In den Gesprächen mit den IBM-Partnern wird immer wieder das Reselling-Modell von Produkten in Relation mit Cloud-Lösungen adressiert. Sehen Sie das eher als Ergänzung oder als Substitut – und wie geht Cenit damit um?
Vogt
: Zunächst ist es als klare Ergänzung zu sehen – und dies gilt für alle Partner. Aber es wird immer wichtiger, eine eigene Identität im Markt zu etablieren, um einen eigenen Mehr­wert gegenüber der Kunden darzustellen. Zertifizierte Mitarbeiter sowie Technologie-Expertise reichen allein nicht mehr aus, um Kunden zufrieden zu stellen. Es gilt vielmehr, die Kundenfragen und -anforderungen tatsächlich zu verstehen und passgenaue, individuelle Lösungen zu finden. Dies meine ich nicht nur auf den Prozess bezogen. Genau darin liegt unsere Stärke.

Wie wollen Sie weiterhin Partner des Kunden sein bzw. bleiben, wenn die IBM-Plattform die Cloud ist?

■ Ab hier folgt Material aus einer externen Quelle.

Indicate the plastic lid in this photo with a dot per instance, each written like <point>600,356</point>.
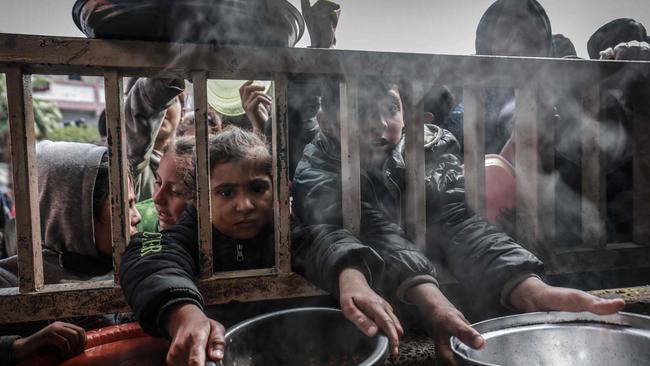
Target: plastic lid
<point>223,95</point>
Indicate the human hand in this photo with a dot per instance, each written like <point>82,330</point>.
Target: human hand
<point>321,19</point>
<point>532,294</point>
<point>445,320</point>
<point>633,51</point>
<point>194,336</point>
<point>68,338</point>
<point>367,310</point>
<point>256,104</point>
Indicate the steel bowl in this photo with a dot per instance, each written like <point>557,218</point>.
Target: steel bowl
<point>223,22</point>
<point>302,337</point>
<point>560,338</point>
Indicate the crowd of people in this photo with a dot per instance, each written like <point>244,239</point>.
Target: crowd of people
<point>378,277</point>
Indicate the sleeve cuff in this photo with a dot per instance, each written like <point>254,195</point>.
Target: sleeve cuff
<point>413,281</point>
<point>509,286</point>
<point>161,322</point>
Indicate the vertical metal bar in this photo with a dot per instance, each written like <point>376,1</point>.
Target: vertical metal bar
<point>547,183</point>
<point>203,196</point>
<point>120,220</point>
<point>641,178</point>
<point>593,173</point>
<point>281,211</point>
<point>527,163</point>
<point>350,164</point>
<point>474,147</point>
<point>23,155</point>
<point>412,96</point>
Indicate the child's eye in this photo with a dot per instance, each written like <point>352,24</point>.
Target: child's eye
<point>259,187</point>
<point>225,193</point>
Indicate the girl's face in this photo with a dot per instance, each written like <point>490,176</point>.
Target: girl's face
<point>170,194</point>
<point>242,199</point>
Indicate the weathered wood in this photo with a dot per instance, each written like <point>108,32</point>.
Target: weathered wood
<point>23,157</point>
<point>412,94</point>
<point>474,146</point>
<point>641,178</point>
<point>116,133</point>
<point>281,211</point>
<point>350,163</point>
<point>89,56</point>
<point>593,172</point>
<point>280,286</point>
<point>92,298</point>
<point>528,167</point>
<point>203,186</point>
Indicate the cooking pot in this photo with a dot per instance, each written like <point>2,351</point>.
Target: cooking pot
<point>305,337</point>
<point>560,338</point>
<point>223,22</point>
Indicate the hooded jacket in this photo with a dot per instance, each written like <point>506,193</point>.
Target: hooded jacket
<point>528,33</point>
<point>484,260</point>
<point>145,107</point>
<point>159,270</point>
<point>67,172</point>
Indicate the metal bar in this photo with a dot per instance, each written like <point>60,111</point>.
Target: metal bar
<point>281,211</point>
<point>593,172</point>
<point>641,178</point>
<point>120,219</point>
<point>528,166</point>
<point>203,196</point>
<point>87,56</point>
<point>412,96</point>
<point>23,156</point>
<point>350,164</point>
<point>474,147</point>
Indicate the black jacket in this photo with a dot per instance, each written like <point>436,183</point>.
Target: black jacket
<point>158,270</point>
<point>478,255</point>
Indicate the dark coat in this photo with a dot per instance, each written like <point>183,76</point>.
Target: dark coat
<point>482,258</point>
<point>159,270</point>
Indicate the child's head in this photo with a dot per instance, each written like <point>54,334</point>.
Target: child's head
<point>102,209</point>
<point>172,189</point>
<point>242,195</point>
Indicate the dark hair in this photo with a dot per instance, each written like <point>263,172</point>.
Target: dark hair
<point>235,144</point>
<point>183,149</point>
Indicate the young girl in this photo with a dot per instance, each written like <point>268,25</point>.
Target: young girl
<point>159,269</point>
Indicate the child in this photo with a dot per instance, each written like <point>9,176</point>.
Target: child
<point>75,214</point>
<point>158,269</point>
<point>171,190</point>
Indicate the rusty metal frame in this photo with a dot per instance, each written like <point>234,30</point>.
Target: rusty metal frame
<point>21,56</point>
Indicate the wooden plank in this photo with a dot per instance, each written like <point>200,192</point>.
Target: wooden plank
<point>412,94</point>
<point>280,141</point>
<point>89,56</point>
<point>203,189</point>
<point>120,219</point>
<point>92,298</point>
<point>25,175</point>
<point>641,178</point>
<point>528,166</point>
<point>474,147</point>
<point>350,163</point>
<point>593,172</point>
<point>282,286</point>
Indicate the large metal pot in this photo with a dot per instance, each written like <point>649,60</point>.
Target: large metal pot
<point>223,22</point>
<point>560,338</point>
<point>302,337</point>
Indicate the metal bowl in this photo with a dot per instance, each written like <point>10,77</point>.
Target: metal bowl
<point>302,337</point>
<point>560,338</point>
<point>223,22</point>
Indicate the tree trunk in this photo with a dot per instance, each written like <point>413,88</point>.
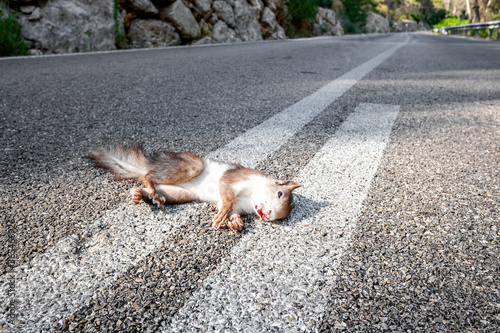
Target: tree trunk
<point>469,14</point>
<point>476,11</point>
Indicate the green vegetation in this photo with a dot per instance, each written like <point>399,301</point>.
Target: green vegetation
<point>449,22</point>
<point>11,41</point>
<point>120,36</point>
<point>302,9</point>
<point>355,13</point>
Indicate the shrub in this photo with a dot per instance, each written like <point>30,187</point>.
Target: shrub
<point>302,9</point>
<point>11,41</point>
<point>449,22</point>
<point>355,13</point>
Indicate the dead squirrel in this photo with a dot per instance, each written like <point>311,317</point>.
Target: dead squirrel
<point>176,178</point>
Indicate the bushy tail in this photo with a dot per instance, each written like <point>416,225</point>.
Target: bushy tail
<point>125,162</point>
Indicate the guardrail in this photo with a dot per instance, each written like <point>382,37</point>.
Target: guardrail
<point>491,25</point>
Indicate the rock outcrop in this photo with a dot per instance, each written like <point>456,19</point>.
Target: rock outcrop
<point>59,26</point>
<point>376,24</point>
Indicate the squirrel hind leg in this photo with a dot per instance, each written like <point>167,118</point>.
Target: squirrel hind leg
<point>164,194</point>
<point>175,168</point>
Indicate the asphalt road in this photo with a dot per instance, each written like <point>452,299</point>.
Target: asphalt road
<point>394,137</point>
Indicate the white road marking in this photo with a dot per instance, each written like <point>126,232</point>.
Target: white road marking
<point>279,276</point>
<point>267,137</point>
<point>55,284</point>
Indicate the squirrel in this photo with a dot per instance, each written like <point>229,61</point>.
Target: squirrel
<point>176,178</point>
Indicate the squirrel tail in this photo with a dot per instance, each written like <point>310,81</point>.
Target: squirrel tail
<point>124,162</point>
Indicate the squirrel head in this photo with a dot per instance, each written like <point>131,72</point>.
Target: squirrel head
<point>276,200</point>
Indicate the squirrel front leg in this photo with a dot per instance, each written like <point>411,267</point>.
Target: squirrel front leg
<point>226,209</point>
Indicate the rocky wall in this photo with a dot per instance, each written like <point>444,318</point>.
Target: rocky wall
<point>61,26</point>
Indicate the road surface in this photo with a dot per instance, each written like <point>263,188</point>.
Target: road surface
<point>394,137</point>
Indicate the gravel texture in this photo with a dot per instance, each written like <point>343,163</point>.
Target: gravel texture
<point>424,256</point>
<point>424,253</point>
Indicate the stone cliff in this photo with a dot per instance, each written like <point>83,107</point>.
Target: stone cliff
<point>61,26</point>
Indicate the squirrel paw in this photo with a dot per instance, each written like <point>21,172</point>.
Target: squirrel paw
<point>221,218</point>
<point>235,223</point>
<point>157,199</point>
<point>135,195</point>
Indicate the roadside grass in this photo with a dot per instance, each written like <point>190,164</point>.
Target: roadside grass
<point>12,42</point>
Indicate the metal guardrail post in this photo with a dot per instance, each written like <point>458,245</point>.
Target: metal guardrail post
<point>491,26</point>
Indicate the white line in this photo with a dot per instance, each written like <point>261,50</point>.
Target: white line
<point>267,137</point>
<point>54,284</point>
<point>278,277</point>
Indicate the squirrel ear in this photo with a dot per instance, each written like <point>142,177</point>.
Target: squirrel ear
<point>290,184</point>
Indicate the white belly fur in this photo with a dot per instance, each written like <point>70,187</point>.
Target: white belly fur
<point>205,187</point>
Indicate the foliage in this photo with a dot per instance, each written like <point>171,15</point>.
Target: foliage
<point>415,17</point>
<point>449,22</point>
<point>11,41</point>
<point>429,13</point>
<point>120,37</point>
<point>302,9</point>
<point>324,3</point>
<point>355,14</point>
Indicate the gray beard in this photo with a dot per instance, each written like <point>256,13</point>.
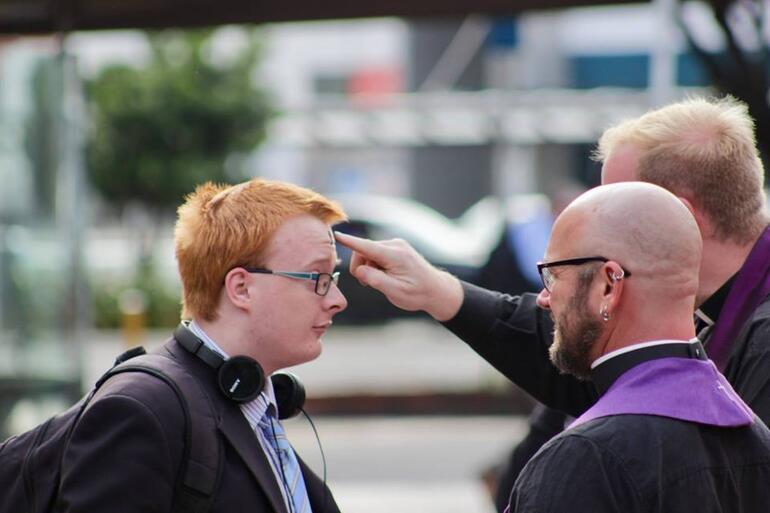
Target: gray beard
<point>575,334</point>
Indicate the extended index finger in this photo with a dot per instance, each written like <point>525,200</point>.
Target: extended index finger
<point>368,248</point>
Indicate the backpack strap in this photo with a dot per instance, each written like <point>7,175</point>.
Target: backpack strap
<point>201,461</point>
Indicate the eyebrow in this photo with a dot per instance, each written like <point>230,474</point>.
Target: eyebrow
<point>323,261</point>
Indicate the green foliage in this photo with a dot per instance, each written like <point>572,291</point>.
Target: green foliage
<point>159,130</point>
<point>162,306</point>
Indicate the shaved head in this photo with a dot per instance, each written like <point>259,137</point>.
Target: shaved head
<point>645,228</point>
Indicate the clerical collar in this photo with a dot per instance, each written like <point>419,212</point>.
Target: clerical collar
<point>606,370</point>
<point>710,309</point>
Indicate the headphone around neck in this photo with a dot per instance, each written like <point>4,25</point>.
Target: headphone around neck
<point>241,378</point>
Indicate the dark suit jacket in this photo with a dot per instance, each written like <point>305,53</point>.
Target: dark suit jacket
<point>126,451</point>
<point>514,334</point>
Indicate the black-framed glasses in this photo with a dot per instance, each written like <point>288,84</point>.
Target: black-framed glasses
<point>544,268</point>
<point>323,281</point>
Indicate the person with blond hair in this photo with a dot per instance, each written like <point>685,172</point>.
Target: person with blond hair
<point>702,150</point>
<point>259,291</point>
<point>668,432</point>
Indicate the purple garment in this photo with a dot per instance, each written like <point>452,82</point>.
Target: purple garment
<point>751,287</point>
<point>681,388</point>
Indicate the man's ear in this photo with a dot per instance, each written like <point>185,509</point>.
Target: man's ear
<point>236,288</point>
<point>612,276</point>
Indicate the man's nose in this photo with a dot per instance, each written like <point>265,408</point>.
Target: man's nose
<point>544,299</point>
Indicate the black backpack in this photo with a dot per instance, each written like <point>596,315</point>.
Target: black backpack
<point>30,463</point>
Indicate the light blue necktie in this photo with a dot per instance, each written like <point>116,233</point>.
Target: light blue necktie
<point>287,460</point>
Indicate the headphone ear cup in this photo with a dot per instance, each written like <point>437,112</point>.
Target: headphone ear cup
<point>289,394</point>
<point>241,378</point>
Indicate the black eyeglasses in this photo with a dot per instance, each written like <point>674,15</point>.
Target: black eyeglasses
<point>543,268</point>
<point>323,281</point>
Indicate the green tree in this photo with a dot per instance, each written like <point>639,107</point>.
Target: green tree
<point>160,129</point>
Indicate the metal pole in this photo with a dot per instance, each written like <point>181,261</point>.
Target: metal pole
<point>663,55</point>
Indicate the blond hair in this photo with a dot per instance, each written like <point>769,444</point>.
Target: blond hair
<point>704,150</point>
<point>220,227</point>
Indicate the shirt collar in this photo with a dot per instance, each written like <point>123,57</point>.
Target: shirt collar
<point>710,309</point>
<point>607,369</point>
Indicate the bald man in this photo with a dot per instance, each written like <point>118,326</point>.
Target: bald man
<point>668,433</point>
<point>704,152</point>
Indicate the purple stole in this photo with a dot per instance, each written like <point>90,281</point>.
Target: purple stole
<point>751,287</point>
<point>681,388</point>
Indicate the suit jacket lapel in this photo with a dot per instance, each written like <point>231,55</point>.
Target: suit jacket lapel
<point>240,435</point>
<point>234,427</point>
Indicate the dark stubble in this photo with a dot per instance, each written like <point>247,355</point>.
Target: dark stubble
<point>575,333</point>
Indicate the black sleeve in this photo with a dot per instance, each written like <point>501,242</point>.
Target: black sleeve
<point>125,453</point>
<point>573,473</point>
<point>752,373</point>
<point>513,334</point>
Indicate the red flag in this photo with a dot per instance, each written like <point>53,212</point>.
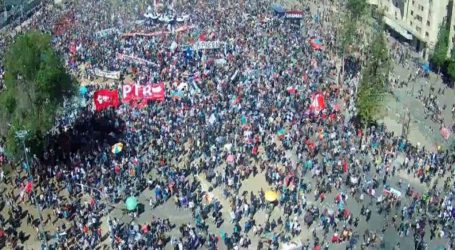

Vogt: Die Digitalisierung verändert nicht nur unseren Umgang mit Technologie und das dazugehörige Handeln, sondern ebenso das Einkaufsverhalten im B2B-Bereich: Wenn Cloud die Plattform ist und man Schnittstellen zu On-Premise-Systemen integrieren oder eine weitere Cloud-Plattform konnektieren muss, können IBM-Partner wie wir optimale, kundenspezifische Wege anbieten – und in die Betriebsverantwortung übernehmen. Beispiele wären SaaS oder eine auf den fachlichen Prozess abgestimmte Verbindung von diversen Cloud-Lösungen. Diese Leistungen können ohne hohe Anfangsinvestitionen beschaffen werden – damit wird X-as-a-Service über Pauschalen tatsächlich Realität.